What do you make of this? Recent swarms, need more time for queens to lay? (both at the same time?) Coincidence that both go queenless at the same time?
Should I take them apart again and try to find queens? Help!

Mike Gillmore
06-09-2008, 05:06 PM
They could have swarmed, with possible additional afterswarms. It's common to see multiple colonies swarm on or near the same days.
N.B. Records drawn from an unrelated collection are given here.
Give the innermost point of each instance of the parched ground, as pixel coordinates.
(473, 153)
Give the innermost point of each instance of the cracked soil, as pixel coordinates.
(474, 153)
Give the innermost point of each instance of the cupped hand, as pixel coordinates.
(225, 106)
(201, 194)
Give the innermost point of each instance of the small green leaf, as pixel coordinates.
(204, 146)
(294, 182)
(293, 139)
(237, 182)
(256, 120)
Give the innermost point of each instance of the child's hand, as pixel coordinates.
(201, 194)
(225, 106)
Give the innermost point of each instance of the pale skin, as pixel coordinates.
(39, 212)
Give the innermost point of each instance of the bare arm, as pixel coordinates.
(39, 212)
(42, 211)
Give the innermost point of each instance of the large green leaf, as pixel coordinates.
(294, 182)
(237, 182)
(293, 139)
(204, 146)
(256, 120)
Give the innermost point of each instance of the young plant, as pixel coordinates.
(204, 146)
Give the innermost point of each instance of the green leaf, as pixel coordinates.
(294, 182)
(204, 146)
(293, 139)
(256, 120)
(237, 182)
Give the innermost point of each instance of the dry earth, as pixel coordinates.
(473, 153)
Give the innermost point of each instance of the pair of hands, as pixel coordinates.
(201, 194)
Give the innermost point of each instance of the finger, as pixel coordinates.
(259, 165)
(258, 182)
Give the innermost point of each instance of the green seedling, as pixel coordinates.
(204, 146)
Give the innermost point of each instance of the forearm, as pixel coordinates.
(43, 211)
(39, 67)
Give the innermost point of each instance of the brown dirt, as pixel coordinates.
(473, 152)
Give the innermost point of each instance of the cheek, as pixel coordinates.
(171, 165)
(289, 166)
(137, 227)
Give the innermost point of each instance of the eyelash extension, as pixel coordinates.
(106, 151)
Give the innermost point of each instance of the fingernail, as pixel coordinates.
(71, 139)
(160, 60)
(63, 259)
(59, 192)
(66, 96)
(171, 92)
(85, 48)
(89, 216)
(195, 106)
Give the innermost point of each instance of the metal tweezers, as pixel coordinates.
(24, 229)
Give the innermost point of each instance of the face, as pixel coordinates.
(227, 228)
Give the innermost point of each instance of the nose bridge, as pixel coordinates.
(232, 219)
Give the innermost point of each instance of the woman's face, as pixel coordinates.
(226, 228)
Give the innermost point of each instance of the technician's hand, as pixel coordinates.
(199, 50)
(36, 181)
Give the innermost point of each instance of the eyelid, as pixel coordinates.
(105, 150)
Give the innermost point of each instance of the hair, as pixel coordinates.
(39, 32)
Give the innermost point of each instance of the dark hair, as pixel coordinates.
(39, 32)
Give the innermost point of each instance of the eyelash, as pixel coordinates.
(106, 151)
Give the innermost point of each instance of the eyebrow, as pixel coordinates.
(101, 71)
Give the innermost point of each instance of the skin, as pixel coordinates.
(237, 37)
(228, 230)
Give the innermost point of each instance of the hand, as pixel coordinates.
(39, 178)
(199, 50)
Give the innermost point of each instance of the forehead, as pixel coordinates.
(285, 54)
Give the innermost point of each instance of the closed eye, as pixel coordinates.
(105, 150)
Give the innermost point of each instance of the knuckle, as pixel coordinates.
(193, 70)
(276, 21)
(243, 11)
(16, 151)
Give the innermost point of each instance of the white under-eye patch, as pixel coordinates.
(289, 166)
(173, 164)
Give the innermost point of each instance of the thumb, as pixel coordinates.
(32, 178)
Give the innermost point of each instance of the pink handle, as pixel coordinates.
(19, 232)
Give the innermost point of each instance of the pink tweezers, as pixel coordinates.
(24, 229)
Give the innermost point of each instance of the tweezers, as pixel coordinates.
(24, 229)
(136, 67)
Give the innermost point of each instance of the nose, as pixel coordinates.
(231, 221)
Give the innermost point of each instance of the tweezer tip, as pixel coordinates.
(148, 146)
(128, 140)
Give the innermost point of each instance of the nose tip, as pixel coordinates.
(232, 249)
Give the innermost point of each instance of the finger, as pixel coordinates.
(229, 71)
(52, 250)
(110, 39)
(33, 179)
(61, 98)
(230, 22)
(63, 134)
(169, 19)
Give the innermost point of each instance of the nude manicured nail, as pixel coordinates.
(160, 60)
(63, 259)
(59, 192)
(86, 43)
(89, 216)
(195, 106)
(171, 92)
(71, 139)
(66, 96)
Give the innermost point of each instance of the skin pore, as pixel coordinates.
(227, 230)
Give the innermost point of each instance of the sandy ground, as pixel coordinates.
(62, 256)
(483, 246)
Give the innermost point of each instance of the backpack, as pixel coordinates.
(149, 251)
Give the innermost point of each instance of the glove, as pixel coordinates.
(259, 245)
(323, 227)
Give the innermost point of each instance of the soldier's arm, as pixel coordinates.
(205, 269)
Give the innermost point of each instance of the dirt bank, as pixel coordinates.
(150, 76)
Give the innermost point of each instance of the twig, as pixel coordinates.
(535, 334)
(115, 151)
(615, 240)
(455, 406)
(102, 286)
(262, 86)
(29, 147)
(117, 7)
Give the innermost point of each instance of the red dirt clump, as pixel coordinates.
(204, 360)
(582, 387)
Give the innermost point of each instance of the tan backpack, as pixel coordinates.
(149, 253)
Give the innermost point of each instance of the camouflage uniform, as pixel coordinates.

You may have virgin queens in the two colonies, but it will be extremely difficult to find them.

My two cents.... Put a frame with eggs from your boomer in each of the two colonies, then check back in about a week. You should find either queen cells ready to be capped if it is queenless, or if you had a virgin queen she may have started to lay eggs at that point. Also, if the brood area is honeybound, remove some capped frames of honey and replace with empty drawn comb to open up the brood area for the queen.

Fred Bee
06-09-2008, 11:46 PM
I agree with Mike, put a frame of brood and fresh eggs in them and if they need to make a queen they will.

tecumseh
06-10-2008, 05:47 AM
2hives writes:
I did find a few queen cells in one, all uncapped. In the other one I didn't see any queen cells. Neither colony was aggressive, or seemed out-of-sorts, very gentle

tecumseh replies: sounds like you may have a new virgin or queen on board already.

basic bee bioliogy would suggest to you that there is something wrong in the math when you have queen cells but no (worker I would guess) brood.